Running the same test as the linked comment, with the wrong alpha, all 8 symmetries found the correct T7 move for near 100% win rate in just 453 visits. Using the correct alpha and same visits, 1 symmetry fails to find the move and report near 0% win rate instead.
expect: T7, move: 129, who: b, weight: 5b90bd32, visit: 453, noise alpha corrected
symmetry: 0 T7 -> 430 (V: 99.99%) (N: 2.31%) PV: T7 B10 C10 B9 G13 F12 H14 H15 G15
symmetry: 1 T7 -> 381 (V: 99.98%) (N: 1.03%) PV: T7 B10 C10 B9 G13 F12 H14 H15 F14 G15
symmetry: 2 T7 -> 445 (V: 99.99%) (N: 14.04%) PV: T7 B10 C10 B9 G13 F12 F11 G12 H12
symmetry: 3 T7 -> 446 (V: 99.99%) (N: 6.79%) PV: T7 B10 C10 C9 B11 R12 S12 Q12 S14 M18 L17 L18
symmetry: 4 B9 -> 136 (V: 0.62%) (N: 25.73%) PV: B9 B8 C9 D9 D10 E9 E7 D7 E8 D8 B4 B5 A3
symmetry: 5 T7 -> 198 (V: 99.98%) (N: 0.33%) PV: T7 B10 C10 B9 G13 F12 F11 G12
symmetry: 6 T7 -> 445 (V: 99.98%) (N: 11.86%) PV: T7 B10 C10 B9 G13 E12 E11 F11 E10
symmetry: 7 T7 -> 446 (V: 99.97%) (N: 9.25%) PV: T7 B10 C10 B9 D15 E15 E16 B16 E17 D18 E18
So the wrong alpha leads to a lot more exploration and the 1-visit moves that is causing strange looking self-play right now. But the wrong alpha probably has also allowed self-play to discover the correct moves for symmetries that happened to have extremely low actual priors too.
So the wrong alpha leads to a lot more exploration
More moves getting explored, not necessarily more exploration for the lucky ones. I don't think it'll reduce the amount of 1-visit moves much, from a quick look.
@Mardak Will a significant noise hit (i.e. lucky with correct alpha) on a move with really bad eval usually lead to more than 1 visit?
I don't think it'll reduce the amount of 1-visit moves much, from a quick look.
Oh.. Indeed from my sample of one board position across all 8 symmetries using correct and wrong alpha with 3200 visits:
$ grep " 1 (V: " noise-wrong-alpha | wc -l
46
$ grep " 1 (V: " noise-correct-alpha | wc -l
66
Looks like there is 43% more 1-visit moves at the root level with the correct alpha (!!! ;) )
Will a significant noise hit (i.e. lucky with correct alpha) on a move with really bad eval usually lead to more than 1 visit?
Will it usually? Depends a lot on all the other moves are, but most likely it will get more than 1 visit at 3200 visits.
For example same board position as earlier with 3200 visits and the increased score amount (of the highest increase):
symmetry: 0 + 4.66% K10 -> 3 (V: 0.01%) (N: 6.33%) PV: K10 L9 B9
symmetry: 1 +11.89% M18 -> 12 (V: 0.00%) (N: 12.84%) PV: M18 B10 C10 B9 G13
symmetry: 2 + 6.87% G5 -> 3 (V: 0.19%) (N: 6.89%) PV: G5 B10 C10
symmetry: 3 + 8.71% A17 -> 4 (V: 0.00%) (N: 9.04%) PV: A17 B16 C18 D18
symmetry: 4 + 7.17% B12 -> 57 (V: 0.08%) (N: 7.20%) PV: B12 B10 D15 E15 E16 E17 F16 F17 G16 G17 H16
symmetry: 5 + 8.89% D9 -> 25 (V: 0.02%) (N: 8.93%) PV: D9 C9 D8 D7 C10 B4 B10 B7
symmetry: 6 + 4.19% C12 -> 1 (V: 0.00%) (N: 4.21%) PV: C12
symmetry: 7 + 3.43% A14 -> 1 (V: 0.01%) (N: 3.46%) PV: A14
Note that this particular board state is pretty polarizing with either 100% win rate with T7 or 0% for anything else.

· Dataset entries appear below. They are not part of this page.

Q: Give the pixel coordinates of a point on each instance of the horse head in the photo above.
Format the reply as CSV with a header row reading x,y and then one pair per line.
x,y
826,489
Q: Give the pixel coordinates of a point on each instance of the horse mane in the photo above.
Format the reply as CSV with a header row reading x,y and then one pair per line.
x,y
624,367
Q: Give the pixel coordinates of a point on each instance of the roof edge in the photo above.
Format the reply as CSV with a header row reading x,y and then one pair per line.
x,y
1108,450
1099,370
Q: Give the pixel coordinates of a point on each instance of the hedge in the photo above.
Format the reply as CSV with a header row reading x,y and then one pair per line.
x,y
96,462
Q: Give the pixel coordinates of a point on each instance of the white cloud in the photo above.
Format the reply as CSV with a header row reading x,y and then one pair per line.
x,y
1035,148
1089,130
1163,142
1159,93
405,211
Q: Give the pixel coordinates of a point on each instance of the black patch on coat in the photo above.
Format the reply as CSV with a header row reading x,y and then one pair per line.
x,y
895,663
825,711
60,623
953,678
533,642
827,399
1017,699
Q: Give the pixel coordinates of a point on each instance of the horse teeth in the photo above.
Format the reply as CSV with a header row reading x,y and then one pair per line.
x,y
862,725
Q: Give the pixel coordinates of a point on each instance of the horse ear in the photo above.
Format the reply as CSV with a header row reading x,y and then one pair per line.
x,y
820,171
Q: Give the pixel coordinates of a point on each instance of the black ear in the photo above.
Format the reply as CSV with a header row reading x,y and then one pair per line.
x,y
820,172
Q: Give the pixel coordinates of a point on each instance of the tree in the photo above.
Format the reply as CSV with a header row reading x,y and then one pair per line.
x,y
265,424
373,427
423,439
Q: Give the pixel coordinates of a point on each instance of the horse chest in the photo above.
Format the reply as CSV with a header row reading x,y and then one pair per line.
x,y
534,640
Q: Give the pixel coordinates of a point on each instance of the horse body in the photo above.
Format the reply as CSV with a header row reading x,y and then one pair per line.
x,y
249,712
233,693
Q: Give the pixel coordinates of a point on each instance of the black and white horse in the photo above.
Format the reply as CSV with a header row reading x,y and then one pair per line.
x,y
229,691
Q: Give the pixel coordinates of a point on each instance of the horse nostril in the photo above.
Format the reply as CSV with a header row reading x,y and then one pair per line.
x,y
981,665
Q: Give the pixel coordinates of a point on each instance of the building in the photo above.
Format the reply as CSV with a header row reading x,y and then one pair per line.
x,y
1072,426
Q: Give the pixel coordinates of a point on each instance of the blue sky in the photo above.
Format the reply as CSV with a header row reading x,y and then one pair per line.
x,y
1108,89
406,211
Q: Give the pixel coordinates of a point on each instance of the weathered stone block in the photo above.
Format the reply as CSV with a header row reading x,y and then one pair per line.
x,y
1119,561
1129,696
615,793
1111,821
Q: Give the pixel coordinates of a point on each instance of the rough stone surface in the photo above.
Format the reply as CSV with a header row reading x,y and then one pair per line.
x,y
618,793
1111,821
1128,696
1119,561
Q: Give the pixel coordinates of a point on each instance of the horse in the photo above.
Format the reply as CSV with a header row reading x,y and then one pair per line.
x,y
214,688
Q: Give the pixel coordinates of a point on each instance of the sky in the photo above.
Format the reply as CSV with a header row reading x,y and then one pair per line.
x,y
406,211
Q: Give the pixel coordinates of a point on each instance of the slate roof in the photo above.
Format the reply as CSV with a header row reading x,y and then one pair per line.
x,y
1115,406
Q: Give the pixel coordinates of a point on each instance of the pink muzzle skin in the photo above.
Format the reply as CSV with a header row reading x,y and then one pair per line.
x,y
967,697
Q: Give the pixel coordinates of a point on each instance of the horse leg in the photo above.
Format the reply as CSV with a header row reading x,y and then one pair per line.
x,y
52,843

Symmetries 4 and 5 have trouble finding T7 in the first place, so that's why the noised move got more visits (before eventually finding T7 with noised prior N: 0.12% and 0.33% respectively)
No, it means the noise distribution was really flat. The idea of the Dirichlet noise is to be peaky and make the odd moves jump out. So this just made is less likely to find new things. This was broken in 2905873 I think.
Yup, totally my fault, I'm sorry :/ I guess it explains why my new run had so much trouble going above SDK... It shows Dirichlet noise is important to get progress.
https://github.com/gcp/leela-zero/blob/e1284477eb0c66d41af8c80088cbb488caf20341/src/UCTNodeRoot.cpp#L192
Apologies if I am not understanding correctly the code here, but it seems to me that the line is expanded into
auto alpha = 0.03f * 361.0f / 19 * 19;
which is actually equal to
auto alpha = 0.03f * 361.0f;
At least, this is what happens in my local clone of (admittedly) an old release.